The Boston Celtics wanted Giannis Antetokounmpo. Badly. They put together a package built around Jaylen Brown and tried to sell the Milwaukee Bucks on it. It didn’t work. Giannis went to Miami instead, and Brown is still wearing green with free agency looming. But here’s the thing: the failed trade attempt didn’t kill Boston’s desire to move on. According to ESPN’s Brian Windhorst, it might have made it stronger.

Windhorst doubled down on his reporting during a recent appearance on the Rich Eisen Show. He made it clear that he doesn’t see a path where Brown stays in Boston long-term. “I never ever say never, so it is not impossible that Jaylen Brown and the Celtics could get back together,” Windhorst said. “But I think that is highly unlikely.”

That’s about as direct as NBA reporting gets. And Windhorst didn’t stop there. He broke down Boston’s thinking into two main takeaways: the Celtics are highly motivated to trade Brown, and their original plan has shifted so much that they’re now operating outside of it.

What changed for the Celtics?

The Giannis pursuit was an all-in move. The kind of trade that says we’re trying to win the next three titles. But now that he’s off the board, Boston seems to be reassessing. Instead of targeting another star to pair with Jayson Tatum, the front office is reportedly open to packages centered around draft picks. That’s not what a contender usually does.
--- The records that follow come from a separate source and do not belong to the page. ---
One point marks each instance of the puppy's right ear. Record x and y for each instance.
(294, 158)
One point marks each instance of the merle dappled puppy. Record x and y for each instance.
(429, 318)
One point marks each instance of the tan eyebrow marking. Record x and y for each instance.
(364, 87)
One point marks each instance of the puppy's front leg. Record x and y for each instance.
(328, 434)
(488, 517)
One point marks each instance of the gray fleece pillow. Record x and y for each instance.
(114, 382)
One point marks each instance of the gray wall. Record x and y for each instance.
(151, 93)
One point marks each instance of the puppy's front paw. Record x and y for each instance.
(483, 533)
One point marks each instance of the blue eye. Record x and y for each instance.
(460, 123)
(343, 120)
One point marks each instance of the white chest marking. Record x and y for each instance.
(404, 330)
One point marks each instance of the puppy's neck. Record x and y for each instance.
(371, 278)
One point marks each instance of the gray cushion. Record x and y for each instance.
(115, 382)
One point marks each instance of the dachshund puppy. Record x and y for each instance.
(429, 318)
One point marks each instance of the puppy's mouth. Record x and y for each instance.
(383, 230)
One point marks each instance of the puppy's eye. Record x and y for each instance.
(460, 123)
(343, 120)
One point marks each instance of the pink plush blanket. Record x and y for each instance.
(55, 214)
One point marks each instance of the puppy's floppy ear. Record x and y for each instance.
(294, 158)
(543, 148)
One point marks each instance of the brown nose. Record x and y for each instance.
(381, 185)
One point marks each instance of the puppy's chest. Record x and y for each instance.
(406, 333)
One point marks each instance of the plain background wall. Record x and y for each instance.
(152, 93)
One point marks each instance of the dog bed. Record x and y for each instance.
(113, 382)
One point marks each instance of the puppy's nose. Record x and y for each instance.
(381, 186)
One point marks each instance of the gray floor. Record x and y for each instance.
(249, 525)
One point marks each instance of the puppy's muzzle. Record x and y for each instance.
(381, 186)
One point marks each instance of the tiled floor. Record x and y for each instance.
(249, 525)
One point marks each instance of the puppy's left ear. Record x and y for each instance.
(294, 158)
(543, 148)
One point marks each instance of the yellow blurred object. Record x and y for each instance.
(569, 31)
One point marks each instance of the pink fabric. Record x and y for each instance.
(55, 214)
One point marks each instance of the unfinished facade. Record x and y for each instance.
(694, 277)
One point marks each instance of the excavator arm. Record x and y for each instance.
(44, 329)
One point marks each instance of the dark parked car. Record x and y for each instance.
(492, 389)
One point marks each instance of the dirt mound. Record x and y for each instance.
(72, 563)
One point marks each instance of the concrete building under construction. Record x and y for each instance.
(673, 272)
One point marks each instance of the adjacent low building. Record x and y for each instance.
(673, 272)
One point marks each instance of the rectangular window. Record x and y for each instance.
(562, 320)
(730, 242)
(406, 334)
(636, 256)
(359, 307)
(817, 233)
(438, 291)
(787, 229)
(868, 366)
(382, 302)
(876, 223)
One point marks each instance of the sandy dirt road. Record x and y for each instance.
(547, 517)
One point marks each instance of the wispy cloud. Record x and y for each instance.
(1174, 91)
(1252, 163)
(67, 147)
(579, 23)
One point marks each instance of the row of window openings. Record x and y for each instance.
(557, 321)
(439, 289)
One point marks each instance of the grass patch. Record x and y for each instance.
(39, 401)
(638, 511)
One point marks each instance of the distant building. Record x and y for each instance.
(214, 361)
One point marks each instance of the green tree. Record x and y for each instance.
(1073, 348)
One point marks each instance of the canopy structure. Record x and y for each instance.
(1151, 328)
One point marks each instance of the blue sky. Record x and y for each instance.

It signals one of two things. Either the Celtics don’t believe they can win a championship with Brown as a central piece, or the relationship between player and team has deteriorated to the point where a trade is unavoidable. Maybe both.

Brown just finished fourth in the league in scoring. He carried the offense while Tatum was injured and looked like a legitimate number one option. On paper, a 28-year-old wing who can score from all three levels and defend multiple positions is exactly the kind of player you build around. But the NBA isn’t a game played on paper.

The cold reality of NBA roster building

Two max players can only take you so far. Boston made the Finals in 2022 and the conference finals in 2023. They never got over the hump. If the front office has decided that the Brown-Tatum pairing has hit its ceiling, then moving Brown makes sense. Even if it means stepping back from contention for a year or two.

The question is what kind of return Boston can get. Antetokounmpo-level talent isn’t walking through that door. But a trade package built around young players and multiple first-round picks could give the Celtics flexibility they haven’t had. It’s not a sexy path, but it’s a real one.

Windhorst’s reporting doesn’t guarantee a trade happens tomorrow. But when an insider of his caliber states that a team is motivated and off-plan, it’s worth paying attention. Brown’s days in Boston might already be numbered.